Version Tracking Workflow

The goal of this document is to help users understand not only the basic process of Version Tracking, but also how and when to use the myriad of methods for tweaking that process to produce results tailored to individual user needs. The list below outlines the sections available in this document:

  1. Preconditions
  2. Correlators
  3. Example Work Flow
  4. Workflow FAQ
  5. Common Problems

Preconditions

One of the first items you run across in the Version Tracking Wizard is the Precondition Panel. This panel is described in more detail as part of the Version Tracking Wizard Help. However, it is also mentioned here as an important initial step in the Version Tracking process. In the past, users trying to match functions and pull relevant markup such as labels and comments into a new version of a binary, would encounter problems if one or both of the binaries were not sufficiently analyzed or had major analysis problems. Users were given no indication that these issues were a direct result of having a poorly analyzed binary. The Precondition Panel is an indication of how well your binaries have been analyzed and how well their analyses "match" each other. If this panel indicates problems, it is important to fix them before moving on or there will probably be problems with the Version Tracking process. Problems that might be encountered are missing matches and incorrect matches. In general, Version Tracking will work best if the same methods of cleaning up a binary are used and if similar numbers of functions are created.

Correlators

Once a binary has passed the precondition checks, a user must decide which correlator (Ghidra terminology for a matching algorithm) to use, what part of the binary to run each correlator on, and what to do with the matches once they are generated. Depending on the ultimate goal of the Version Tracking user, the work flow might be different. Some users might want to identify all matching functions and pull over all related markup items as quickly as possible. Others might want to quickly identify what has changed in the new binary. Others might want to only run Version Tracking on a select number of items they care about. The goal of this section is to help users learn how to determine which correlators best suit their individual needs.

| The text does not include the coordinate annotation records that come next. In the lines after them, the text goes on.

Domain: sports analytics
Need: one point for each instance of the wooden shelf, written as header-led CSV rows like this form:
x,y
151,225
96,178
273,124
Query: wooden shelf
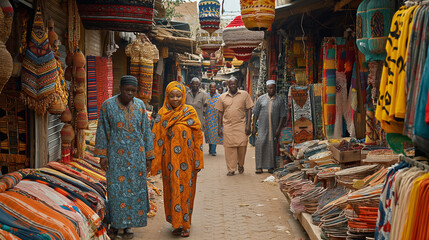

What Correlator Should I Use First?

One new feature of version tracking is the ability to sequentially run more than one correlator to find matching code and data and view their results simultaneously in the same Version Tracking Session. This ability to choose brings up the question of which to choose first. There are benefits to choosing certain correlators before others. In general, users should first run correlators that will find obvious matches and allow for automated matching and markup of a good portion of the destination program.

Exact Correlators

Some of these "obvious" correlators are ones that find matches that are unique and the same in both binaries:

These correlators all report back unique and exact matches so it is almost assured that the matches are correct. Also, since they are identical in some way (bytes and/or instructions), the markup items, such as labels and comments, are going to line up correctly, allowing an automated pull of all markup at once. To automatically accept all of these items as matches and apply all related markup, the user can do a CTRL-A in the match table after making sure only the exact matches are in the table. Then, click on the Apply Markup icon to accept all the matches and apply all related markup. If the two binaries are very similar, this can do the majority of the matching very quickly. It is recommended to run these three exact correlators in this order before running any other correlators.

Symbol Match Correlator

Another one of the "obvious" correlators is the Symbol Match Correlator. If you have unique matching symbols there is a high likelihood that the corresponding functions or data will be a match. However, it is not immediately apparent, without visiting them individually, whether these matches are exactly the same in both versions of the binary. The markup items such as labels, comments, data types, and parameters might not match up exactly so the user should use the Accept icon to accept the matches, then if necessary, individually visually inspect and apply the markup items. In some cases, the user might not care about the markup. For example, if there are no user-generated markup items associated with the match, there is no reason to do anything other than "Accept" the match. Users might wonder why it is important to even accept a match for these items. One reason to accept matches, even if no markup needs to take place, is to help other correlators get better results. Some correlators use known accepted match information to make their decisions more accurate. Another reason is to save time. If there is an easy, quick way to identify matches, other correlators can ignore them and not waste time or memory trying to identify them.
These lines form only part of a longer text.